Comme à son habitude le prof est arrivé avec quelques minutes de retard. Il n’était pas seul, une jeune femme l’accompagnait. Elle nous fusillait du regard, ses pupilles nous mitraillaient d’intensité. Avant même de la connaître je voulais déjà être son amie, connaître son passé qui ne pouvait qu’être monstrueux. Ses yeux regorgeaient de douleur. Elle s’appelait Eva, elle avait passé une audition la semaine dernière – un monologue d’une pièce de Bernard Chaud apparemment –  et intégrait directement les cours de deuxième année.
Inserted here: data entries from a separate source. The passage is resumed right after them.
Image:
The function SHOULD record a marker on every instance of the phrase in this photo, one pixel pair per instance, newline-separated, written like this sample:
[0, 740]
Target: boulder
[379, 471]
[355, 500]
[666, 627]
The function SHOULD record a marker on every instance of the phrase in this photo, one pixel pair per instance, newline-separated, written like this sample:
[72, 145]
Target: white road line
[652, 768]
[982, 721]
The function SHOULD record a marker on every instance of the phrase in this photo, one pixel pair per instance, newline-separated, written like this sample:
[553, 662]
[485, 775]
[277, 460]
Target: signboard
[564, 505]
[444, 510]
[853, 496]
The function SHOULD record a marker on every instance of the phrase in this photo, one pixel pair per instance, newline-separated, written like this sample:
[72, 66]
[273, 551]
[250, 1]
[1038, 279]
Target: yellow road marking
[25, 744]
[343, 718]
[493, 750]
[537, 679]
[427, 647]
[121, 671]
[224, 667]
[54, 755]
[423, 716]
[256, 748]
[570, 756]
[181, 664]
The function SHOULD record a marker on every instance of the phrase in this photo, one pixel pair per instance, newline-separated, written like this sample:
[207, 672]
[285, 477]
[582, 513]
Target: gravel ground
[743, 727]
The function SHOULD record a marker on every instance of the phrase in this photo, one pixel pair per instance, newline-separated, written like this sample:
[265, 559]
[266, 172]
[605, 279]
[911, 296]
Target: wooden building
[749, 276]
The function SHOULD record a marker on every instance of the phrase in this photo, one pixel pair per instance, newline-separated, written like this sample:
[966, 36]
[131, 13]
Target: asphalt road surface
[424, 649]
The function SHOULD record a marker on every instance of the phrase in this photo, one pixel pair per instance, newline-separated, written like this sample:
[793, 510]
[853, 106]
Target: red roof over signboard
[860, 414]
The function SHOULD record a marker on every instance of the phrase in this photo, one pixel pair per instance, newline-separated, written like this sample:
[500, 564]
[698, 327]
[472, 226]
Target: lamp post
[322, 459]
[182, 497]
Je n’ai pas eu le temps de passer avec Simon, mais bon pas très grave j’ai toujours du mal à l’embrasser à la fin de ma tirade. On n’en a jamais vraiment parlé avec Nino, mais je comprendrais que ça le gêne. Il devrait voir la tête de Simon à chaque fois, terriblement gêné. 

Puis Eva est passée sur une tirade de Bérénice. Bouleversant. Tout le monde a pleuré, même le prof. 

Dans un mois, dans un an, comment souffrirons-nous, 

Seigneur, que tant de mers me séparent de vous ? 

Que le jour recommence et que le jour finisse, 

Sans que jamais Titus puisse voir Bérénice  

J’aimerais rendre aussi réelle la souffrance. J’aimerais qu’elle me livre tous ses secrets d’interprétation. À la fin du cours je suis allée lui parler. La conversation se faisant tout seule, nous décidâmes d’aller boire un verre. Elle prit un verre de Palermo, une sorte de martini sans alcool. Elle buvait cette boisson pour se remémorer son quartier d’enfance. Puis elle m’a raconté son histoire, la vie à Buenos Aires, sa relation avec Julio, son arrivée à Paris. Et j’ai commencé à comprendre.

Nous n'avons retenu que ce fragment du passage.